Becoming a Popstar, as Amira describes, is different from other music competition shows we’ve all come to know over the years. “Well, first of all, it’s all original music. There’s not a single cover,” she says. “We have to write these songs in like a day or two and then meet with our producers, meet with our directors. Every week, we are producing a full project for people to vote on and decide if they’d listen to it on the radio.”

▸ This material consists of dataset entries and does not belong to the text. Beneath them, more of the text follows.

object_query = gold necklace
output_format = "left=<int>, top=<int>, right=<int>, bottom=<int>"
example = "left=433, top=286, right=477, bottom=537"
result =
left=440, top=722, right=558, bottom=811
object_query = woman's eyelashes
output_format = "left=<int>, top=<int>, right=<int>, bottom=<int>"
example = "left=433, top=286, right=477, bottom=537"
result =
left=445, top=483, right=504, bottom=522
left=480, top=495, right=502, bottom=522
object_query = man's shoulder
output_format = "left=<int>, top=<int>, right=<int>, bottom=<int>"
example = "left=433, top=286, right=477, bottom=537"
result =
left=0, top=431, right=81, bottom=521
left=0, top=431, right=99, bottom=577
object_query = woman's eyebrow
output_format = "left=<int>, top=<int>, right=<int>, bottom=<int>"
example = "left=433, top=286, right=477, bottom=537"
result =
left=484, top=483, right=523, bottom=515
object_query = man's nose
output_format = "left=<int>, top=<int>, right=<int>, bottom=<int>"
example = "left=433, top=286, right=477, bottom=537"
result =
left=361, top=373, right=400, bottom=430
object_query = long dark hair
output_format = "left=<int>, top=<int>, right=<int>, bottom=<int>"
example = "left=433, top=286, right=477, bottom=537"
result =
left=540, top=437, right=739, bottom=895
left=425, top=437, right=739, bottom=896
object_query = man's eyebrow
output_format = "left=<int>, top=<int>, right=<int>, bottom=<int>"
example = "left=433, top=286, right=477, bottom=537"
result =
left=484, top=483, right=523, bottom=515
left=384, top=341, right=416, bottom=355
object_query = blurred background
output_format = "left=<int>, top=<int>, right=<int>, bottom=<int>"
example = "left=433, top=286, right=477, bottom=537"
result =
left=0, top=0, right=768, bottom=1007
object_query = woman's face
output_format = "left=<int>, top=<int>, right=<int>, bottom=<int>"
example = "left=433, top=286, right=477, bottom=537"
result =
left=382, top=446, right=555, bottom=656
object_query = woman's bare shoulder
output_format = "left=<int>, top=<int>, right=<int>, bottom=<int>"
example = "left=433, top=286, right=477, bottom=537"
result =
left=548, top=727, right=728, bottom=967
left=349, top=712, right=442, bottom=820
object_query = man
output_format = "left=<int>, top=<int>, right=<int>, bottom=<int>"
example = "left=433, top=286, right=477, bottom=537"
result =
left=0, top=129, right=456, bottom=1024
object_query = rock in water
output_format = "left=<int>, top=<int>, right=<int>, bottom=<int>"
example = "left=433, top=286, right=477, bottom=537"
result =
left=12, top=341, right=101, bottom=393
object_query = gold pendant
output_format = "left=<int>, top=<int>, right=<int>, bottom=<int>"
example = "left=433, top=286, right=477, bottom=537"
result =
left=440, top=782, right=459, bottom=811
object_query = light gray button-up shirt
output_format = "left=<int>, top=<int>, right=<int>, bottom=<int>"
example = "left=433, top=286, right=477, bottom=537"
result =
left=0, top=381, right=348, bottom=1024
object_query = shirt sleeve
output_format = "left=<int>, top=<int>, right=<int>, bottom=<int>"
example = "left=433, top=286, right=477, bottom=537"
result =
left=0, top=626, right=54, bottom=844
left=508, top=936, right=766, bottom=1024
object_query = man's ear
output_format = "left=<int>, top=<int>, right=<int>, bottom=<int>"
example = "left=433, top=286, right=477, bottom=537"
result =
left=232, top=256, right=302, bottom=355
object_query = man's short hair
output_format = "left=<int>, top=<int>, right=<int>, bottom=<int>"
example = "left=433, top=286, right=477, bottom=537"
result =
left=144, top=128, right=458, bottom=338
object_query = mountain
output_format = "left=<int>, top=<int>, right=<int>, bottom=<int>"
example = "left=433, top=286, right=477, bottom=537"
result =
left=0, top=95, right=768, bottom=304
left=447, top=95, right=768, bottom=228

To make sure her deaf/HOH audiences can feel her songs, she makes sure to “add more bass, guitar, and violin in unique patterns.” She also incorporates “higher pitch sounds with like chimes, bells, and piccolo,” because, she says, they’re easier to feel. “But it’s less about the kind of instrument and more about how I arrange the pattern of the song. Everything I do is to create an atmosphere, a sensation, to make my music a multi-sensory experience.”

She says that working alongside the judges–pop stars Joe Jonas and Becky G, and choreographer Sean Bankhead – has helped expand her artistry. “Joe was really more about the vocal quality and the timber and Becky was really about the passion of [the song] and being convinced this was something you believed in,” she says. “And what was really great about [our choreographer] Sean is that obviously he’s a choreographer to the stars – Lil Nas X, Normani – but he didn’t only focus on choreo, he focused on stage presence, he focused on the overall message of the song. And I think all those critiques week to week helped us hone in on what we wanted to be saying with our next song.”

As her star rises, it’s been both her Muslim faith and her friends, whom she calls “The Glasses Gang” (“because none of us can see!”), that continue to ground her. “The Muslim and the Muslima community have really gone hard [supporting me] and all these people have come together and I truly appreciate them,” Amira says. “I have just been flooded with DMs and emails and texts from [young muslim kids] people who have just been so inspired,” she says. “People who have said they have never seen anything like this, that I embody a lot of the style that they wanted to see and that the message hit them, which is really the most important thing to me.”

A Black woman wears a long, salmon pink hijab, black outfit and pink boots, smiling down at the camera with her arm outstretched to it.

Amira Unplugged

Amira Unplugged / MTV

Throughout the show’s production, she was able to continue to uphold her faith practices with the help of the crew, such as making sure her food was halal, having time to pray, dressing modestly, and working with female choreographers. “If people can accept this, can learn, and can grow, and bring more people into the fold of this industry, then I’m making a real difference,” she says.

Though she didn’t win the competition, this is only the beginning for Amira. Whether it’s on Becoming a Popstar or her videos online, Amira has made it clear she has no plans on going anywhere but up. “I’m so excited that I’ve gotten this opportunity because this is really, truly what I think I’m meant to do.”